В 1797 году из провинциального городка Монтобана приезжает в Париж Жан Доменик Энгр. Ему всего семнадцать лет. Судьба приводит юношу в мастерскую Давида. Это был порог нового девятнадцатого века.
Кто мог подумать, что этому скромному, словно взъерошенному молодому человеку с необыкновенно острыми глазами суждено более шестидесяти лет, невзирая ни на что, упрямо и гордо утверждать вечные традиции мастеров античности и итальянского Ренессанса. Прежде всего великого Рафаэля. Именно Энгр достойно представлял в тот бурный век некую константу высокой классики, поражая самых ярых своих противников совершенными по ясной пластике творениями. Он создал неповторимую галерею портретов современников и картин.

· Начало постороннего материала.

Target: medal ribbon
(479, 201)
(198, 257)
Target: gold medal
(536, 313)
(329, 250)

«Источник» Жана Доменика Энгра. Он начал писать холст в 1820, закончил в 1856 году. Эта картина — пример неувядаемой свежести его кисти. В небольшом полотне заключена вечная гармония природы и человека.
Может показаться странным, но такие неуемные искатели новых решений, как Эдгар Дега и Поль Гоген, единодушны в своем преклонении перед мастерством Жана Доменика Энгра.